In an old Shaker barn near Alfred, about 40 volunteers are putting food into boxes and setting them on a table at one end. But the boxes don't stay there for long.

About 1,700 Thanksgiving food baskets are being distributed this season by York County Shelter Programs. That's a record number for the non-profit, and none of it would be possible without the help of folks like Glen Richard, who heard about the program through the motorcycle club he belongs to.

He's been volunteering about four hours of his time every morning this week - packing up donated food into boxes and handing them out.

"I think it's a great thing to do," Richard says. "Always wanted to do it, never heard about it. I bring my son down, hopefully, teach him a valuable lesson about everybody who's less fortunate than us, you know. So it's a good thing to do."

"We're doing the food giveaway for Thanksgiving," says Martha Huestis. "Monday we gave out 915 food boxes, and yesterday another 400, and today we're still doing it - it should be over a few hundred today."

Huestis is food services director at York County Shelter Programs, which has now been operating for 30 years. The food parcels, she explains, contain all the ingredients for a turkey dinner, plus a little extra.

"Turkey, stuffing, cranberry sauce, fruit, vegetables - several cans of vegetables - fresh produce, whatever we have - beets, apples, potatoes. And we try to give everybody a meal or two for other days, so some ravioli, or pasta with tomato sauce, things like that."

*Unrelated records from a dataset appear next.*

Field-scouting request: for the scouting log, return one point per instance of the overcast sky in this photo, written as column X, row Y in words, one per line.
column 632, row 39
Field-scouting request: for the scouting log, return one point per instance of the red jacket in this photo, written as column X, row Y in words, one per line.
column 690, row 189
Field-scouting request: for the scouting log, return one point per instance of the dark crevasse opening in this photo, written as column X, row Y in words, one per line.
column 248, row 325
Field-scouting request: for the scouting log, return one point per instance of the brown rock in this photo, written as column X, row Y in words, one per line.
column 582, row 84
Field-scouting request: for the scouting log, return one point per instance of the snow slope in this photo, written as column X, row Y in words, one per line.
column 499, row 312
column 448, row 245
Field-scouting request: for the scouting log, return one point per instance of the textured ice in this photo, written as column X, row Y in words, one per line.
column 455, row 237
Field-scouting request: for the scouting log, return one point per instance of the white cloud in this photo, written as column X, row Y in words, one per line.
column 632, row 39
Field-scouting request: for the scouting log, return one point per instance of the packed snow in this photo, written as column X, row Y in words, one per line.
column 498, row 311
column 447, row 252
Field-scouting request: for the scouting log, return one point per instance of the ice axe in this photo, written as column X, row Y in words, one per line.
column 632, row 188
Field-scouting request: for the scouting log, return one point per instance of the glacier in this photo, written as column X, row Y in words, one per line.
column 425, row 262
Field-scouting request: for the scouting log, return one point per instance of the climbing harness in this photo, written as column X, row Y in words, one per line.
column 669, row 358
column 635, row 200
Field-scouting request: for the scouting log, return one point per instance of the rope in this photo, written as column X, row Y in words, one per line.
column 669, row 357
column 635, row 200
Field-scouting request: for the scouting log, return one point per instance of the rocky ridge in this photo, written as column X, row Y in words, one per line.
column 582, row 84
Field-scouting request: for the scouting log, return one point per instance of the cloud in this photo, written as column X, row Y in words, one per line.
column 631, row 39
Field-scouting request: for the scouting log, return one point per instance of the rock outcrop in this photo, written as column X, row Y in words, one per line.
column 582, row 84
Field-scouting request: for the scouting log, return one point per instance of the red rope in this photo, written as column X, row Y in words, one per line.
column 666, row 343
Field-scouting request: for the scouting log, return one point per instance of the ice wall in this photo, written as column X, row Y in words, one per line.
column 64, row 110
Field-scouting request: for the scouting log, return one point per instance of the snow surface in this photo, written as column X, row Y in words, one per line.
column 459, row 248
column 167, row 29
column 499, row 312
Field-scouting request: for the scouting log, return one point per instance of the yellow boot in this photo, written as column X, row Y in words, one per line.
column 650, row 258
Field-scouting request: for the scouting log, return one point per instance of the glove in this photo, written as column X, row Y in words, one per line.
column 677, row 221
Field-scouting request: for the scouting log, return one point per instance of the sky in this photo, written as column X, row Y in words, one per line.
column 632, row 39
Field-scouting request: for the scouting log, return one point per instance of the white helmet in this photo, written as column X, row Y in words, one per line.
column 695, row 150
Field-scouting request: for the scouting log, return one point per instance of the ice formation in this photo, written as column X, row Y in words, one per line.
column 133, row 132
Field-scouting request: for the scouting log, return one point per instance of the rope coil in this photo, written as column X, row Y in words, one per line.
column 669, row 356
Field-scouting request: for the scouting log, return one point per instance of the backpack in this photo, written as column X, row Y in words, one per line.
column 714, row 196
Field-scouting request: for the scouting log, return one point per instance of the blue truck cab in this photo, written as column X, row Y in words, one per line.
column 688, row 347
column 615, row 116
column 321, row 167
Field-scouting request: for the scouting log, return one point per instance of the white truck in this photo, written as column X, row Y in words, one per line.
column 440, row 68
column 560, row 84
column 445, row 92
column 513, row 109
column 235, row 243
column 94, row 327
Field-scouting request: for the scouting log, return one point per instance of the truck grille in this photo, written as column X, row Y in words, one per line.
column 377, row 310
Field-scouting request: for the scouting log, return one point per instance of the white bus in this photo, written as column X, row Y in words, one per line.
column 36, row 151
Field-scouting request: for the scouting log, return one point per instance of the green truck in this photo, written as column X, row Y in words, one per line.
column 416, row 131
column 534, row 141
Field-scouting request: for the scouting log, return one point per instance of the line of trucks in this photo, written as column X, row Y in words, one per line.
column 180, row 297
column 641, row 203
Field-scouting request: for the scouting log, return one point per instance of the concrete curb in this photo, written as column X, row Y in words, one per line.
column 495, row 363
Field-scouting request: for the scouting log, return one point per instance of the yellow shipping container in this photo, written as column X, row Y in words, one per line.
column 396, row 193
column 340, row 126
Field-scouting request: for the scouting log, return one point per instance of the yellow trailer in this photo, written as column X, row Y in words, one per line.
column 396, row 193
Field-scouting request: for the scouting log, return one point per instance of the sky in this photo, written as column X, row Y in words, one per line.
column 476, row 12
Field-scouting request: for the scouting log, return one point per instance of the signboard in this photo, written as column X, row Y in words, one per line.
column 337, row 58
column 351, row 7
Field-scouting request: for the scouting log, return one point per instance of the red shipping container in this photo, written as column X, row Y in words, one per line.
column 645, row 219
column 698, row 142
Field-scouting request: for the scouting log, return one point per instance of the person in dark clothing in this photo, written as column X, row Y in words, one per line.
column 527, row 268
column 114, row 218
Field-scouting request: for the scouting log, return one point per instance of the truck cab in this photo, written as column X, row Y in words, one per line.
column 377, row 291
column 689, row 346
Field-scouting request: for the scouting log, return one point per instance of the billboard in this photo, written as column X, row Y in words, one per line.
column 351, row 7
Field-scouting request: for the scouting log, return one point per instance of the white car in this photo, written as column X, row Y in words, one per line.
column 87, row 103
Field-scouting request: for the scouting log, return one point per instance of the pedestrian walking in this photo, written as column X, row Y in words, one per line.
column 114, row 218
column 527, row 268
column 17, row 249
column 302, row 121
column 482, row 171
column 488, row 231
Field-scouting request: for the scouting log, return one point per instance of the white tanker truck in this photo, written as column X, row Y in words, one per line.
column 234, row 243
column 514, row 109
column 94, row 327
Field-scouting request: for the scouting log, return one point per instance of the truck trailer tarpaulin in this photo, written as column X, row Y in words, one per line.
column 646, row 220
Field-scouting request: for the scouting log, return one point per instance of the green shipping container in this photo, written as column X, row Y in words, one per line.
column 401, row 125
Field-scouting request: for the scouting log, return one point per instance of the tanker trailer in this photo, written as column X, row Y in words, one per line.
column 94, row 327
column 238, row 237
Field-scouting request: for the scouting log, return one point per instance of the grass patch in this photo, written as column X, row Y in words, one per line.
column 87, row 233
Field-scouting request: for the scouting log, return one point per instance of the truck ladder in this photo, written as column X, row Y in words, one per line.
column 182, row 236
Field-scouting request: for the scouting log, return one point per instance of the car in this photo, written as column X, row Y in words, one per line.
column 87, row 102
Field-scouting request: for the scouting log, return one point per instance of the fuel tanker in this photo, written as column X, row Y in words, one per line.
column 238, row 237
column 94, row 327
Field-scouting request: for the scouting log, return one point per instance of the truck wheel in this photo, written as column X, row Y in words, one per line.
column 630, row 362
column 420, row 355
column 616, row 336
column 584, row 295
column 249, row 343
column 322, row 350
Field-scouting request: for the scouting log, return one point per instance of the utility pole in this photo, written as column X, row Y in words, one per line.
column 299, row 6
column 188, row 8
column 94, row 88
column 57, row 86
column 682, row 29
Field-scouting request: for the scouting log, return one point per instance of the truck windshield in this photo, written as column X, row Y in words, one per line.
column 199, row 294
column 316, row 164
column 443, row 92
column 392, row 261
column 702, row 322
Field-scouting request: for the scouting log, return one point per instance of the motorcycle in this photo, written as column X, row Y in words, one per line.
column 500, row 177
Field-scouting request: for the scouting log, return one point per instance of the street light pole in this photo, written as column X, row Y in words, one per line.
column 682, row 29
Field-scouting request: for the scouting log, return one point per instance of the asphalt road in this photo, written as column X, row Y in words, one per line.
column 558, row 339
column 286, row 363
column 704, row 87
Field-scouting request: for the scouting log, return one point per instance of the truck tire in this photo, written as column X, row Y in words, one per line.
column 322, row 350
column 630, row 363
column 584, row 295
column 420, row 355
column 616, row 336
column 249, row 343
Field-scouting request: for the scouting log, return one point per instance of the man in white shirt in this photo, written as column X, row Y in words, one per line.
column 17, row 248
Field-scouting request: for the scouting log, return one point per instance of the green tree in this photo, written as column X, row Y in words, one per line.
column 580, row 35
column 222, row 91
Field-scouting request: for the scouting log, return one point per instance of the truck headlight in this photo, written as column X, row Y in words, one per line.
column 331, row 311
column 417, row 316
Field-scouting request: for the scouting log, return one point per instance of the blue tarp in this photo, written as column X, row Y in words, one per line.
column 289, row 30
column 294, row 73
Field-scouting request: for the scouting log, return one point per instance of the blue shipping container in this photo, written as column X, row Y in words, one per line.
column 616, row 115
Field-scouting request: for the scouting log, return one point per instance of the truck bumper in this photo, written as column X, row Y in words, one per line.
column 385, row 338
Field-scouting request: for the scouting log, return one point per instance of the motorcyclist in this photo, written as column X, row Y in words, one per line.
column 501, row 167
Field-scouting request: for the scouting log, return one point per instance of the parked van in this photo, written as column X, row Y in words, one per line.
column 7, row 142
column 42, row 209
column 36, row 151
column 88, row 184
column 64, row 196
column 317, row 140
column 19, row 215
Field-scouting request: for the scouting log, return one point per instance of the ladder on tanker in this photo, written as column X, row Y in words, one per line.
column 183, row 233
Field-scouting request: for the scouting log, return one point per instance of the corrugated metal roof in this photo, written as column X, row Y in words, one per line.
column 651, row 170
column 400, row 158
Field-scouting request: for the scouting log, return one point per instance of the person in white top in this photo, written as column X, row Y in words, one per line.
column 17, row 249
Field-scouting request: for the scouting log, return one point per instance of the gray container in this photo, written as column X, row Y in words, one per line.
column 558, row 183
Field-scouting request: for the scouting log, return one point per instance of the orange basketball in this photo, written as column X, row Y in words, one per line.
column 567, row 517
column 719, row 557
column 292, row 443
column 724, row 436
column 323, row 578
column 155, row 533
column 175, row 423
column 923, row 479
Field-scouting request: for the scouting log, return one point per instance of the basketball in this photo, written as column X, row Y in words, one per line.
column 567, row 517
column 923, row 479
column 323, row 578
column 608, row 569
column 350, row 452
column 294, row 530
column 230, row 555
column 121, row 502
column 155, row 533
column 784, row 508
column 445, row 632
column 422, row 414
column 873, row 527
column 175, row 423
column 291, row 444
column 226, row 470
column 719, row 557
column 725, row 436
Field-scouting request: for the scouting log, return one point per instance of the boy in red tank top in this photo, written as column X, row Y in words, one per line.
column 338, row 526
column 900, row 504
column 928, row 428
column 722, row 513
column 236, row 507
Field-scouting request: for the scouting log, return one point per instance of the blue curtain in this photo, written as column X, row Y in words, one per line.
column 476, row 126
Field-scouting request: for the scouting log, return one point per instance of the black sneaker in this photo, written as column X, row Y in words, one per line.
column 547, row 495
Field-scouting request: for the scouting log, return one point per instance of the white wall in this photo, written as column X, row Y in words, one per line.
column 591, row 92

"This is always, like, the funnest day of the year right before Thanksgiving, you know everybody's in a good mood and everybody's working hard," says Donald Gean, the executive director of York County Shelter Programs. "Some of the peolpe who come here might have had enough to buy the food that's in the box. But in coming here, and us providing that, they may be able to use that money to buy their medications and pay the rent. But they don't have enough to do all three."

Feeding those in need, of course, is not just about providing food during the holidays, and Gean says the organization feeds more than 24,000 people throughout the year.

On a typical day, the shelter's food pantry hands out nearly 70 boxes, enough to feed about 200 people - that's on top of the two soup kitchens it operates in Sanford and Springvale.